An avid outdoorsman, Lawton is also excited to have more time to spend outside.
“I like to hunt, fish and shoot, ride my RTV (rough terrain vehicle), take my boat out with the family and just enjoy country things,” he said.
Still, while he will have more free time, he doesn’t plan to fill it all with relaxation.
“I like to work. The harder the work, the better,” Lawton said. “I have a little mini-excavator so I am looking forward to doing some work with that. We are also still doing renovations on the house,” he said.
Lawton’s family roots in Williamsburg go back to the early 1800s, before which his family lived in Chesterfield. His boyhood home on Route 9 in Williamsburg, where he now lives, was built in 1831.
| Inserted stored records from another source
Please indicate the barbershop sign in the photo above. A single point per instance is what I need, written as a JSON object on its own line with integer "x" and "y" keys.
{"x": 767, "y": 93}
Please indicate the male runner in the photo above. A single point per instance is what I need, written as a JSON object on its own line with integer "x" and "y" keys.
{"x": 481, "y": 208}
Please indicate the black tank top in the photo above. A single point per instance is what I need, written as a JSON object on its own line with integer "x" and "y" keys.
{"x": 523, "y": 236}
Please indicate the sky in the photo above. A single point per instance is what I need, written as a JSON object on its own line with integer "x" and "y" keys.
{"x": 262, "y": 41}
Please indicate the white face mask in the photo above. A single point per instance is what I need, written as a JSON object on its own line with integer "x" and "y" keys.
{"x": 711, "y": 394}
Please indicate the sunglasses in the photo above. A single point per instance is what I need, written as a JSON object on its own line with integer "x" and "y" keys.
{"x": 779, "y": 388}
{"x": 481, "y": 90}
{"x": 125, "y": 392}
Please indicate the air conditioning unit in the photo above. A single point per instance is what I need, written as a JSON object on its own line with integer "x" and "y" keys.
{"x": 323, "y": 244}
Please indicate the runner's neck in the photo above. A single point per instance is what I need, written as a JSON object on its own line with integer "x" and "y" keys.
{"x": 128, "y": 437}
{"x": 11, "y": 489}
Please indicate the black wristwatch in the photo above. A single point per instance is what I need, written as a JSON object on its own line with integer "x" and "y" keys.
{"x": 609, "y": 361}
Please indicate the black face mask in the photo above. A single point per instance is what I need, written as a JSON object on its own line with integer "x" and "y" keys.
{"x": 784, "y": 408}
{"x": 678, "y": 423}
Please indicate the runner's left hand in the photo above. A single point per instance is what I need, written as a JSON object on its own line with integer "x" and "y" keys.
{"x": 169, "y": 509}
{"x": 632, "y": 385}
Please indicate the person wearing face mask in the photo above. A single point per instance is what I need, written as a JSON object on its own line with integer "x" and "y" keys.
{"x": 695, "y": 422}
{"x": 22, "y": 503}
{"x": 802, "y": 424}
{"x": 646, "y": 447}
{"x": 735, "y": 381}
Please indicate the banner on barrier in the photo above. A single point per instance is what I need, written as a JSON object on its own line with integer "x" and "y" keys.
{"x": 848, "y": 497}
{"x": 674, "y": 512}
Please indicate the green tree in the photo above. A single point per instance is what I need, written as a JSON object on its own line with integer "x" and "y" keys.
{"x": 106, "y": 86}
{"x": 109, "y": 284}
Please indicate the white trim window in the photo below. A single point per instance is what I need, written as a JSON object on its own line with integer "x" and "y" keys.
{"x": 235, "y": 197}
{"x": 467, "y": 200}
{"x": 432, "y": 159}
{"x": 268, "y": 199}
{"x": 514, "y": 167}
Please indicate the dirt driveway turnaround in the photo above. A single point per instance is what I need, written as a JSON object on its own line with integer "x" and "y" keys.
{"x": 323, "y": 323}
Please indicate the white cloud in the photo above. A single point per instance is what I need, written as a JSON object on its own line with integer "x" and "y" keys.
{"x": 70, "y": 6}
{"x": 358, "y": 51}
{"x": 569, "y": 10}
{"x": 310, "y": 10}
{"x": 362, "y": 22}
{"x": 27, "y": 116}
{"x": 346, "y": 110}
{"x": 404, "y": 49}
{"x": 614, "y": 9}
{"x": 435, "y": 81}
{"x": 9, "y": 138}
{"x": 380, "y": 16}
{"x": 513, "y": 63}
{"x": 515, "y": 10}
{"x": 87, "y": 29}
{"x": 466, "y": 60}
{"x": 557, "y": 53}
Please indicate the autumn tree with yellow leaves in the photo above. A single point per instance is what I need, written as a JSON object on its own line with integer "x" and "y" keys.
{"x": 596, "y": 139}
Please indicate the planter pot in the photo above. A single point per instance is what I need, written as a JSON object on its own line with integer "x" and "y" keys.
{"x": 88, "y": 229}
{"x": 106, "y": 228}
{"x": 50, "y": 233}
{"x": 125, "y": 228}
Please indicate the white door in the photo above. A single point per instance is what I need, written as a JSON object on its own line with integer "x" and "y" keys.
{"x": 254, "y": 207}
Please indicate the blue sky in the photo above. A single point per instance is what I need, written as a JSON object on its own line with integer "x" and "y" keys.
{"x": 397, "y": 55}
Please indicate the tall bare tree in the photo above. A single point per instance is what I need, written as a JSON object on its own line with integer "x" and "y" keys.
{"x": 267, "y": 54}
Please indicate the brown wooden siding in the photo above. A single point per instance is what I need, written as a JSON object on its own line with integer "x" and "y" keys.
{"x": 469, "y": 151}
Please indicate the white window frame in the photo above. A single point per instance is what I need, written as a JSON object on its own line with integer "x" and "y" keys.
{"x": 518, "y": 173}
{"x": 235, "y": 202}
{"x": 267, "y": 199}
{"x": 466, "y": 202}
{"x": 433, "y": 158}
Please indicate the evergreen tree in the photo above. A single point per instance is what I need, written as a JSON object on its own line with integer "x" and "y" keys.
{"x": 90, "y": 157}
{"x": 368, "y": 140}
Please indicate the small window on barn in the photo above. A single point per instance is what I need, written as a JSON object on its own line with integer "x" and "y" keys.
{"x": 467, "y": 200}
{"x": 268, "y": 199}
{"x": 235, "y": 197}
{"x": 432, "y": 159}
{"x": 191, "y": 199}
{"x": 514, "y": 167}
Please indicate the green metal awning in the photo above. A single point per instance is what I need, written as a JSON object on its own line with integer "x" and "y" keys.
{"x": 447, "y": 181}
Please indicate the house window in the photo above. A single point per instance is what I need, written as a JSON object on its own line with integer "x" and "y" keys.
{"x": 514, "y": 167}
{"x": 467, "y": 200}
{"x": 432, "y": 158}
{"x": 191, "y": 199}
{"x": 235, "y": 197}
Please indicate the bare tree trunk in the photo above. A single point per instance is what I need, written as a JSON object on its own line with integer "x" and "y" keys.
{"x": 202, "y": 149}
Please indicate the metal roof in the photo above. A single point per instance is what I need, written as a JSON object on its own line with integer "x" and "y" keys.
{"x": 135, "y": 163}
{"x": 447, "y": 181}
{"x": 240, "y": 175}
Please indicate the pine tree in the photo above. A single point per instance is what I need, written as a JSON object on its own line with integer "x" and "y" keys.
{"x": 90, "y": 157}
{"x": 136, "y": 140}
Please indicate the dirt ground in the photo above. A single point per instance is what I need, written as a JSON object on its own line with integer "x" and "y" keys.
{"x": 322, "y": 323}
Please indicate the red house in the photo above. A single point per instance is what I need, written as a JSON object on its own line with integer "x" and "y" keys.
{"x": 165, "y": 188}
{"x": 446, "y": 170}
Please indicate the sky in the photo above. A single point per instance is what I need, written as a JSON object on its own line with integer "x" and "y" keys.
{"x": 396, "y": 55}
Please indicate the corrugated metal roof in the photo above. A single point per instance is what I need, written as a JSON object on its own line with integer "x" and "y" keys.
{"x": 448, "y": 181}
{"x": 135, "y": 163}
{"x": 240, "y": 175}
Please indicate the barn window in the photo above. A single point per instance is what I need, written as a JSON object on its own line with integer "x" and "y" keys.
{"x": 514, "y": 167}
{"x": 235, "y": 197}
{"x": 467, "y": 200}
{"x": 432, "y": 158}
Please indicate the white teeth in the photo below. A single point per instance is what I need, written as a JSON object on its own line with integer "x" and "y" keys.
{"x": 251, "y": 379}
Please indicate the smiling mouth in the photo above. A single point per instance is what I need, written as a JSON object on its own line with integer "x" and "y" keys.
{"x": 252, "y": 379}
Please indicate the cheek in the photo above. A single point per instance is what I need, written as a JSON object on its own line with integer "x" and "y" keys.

Lessard said the eight-member search committee for a new fire chief will make its final recommendations to the Select Board in mid-April. It is hoped that the position will be filled by the end of May.
Until a new chief is in place, Deputy Chief Donald Turner will respond to fire calls and Lawton will take care of administrative duties.
Lawton became fire chief in 1999 when Williamsburg’s former chief, Roger Bisbee, retired. Bisbee is also on the search committee for the new chief.
“Don was a good deputy fire chief who had a lot of abilities,” Bisbee said. “He always had this way of immediately recognizing what needed to be done at the scene of a fire. That was an excellent quality, and he was always able to get things done.”
Lawton said that he didn’t want to make any drastic changes before leaving the department, in the hopes that the new chief will make his or her own mark on the job while taking the department forward.
“I have no special advice for the new chief. I will be around to help or talk with whoever takes over and they can always ask me questions,” Lawton said.
“The only thing that I will say is, learn how to handle the budget and keep it solvent because you never know when something is going to happen.”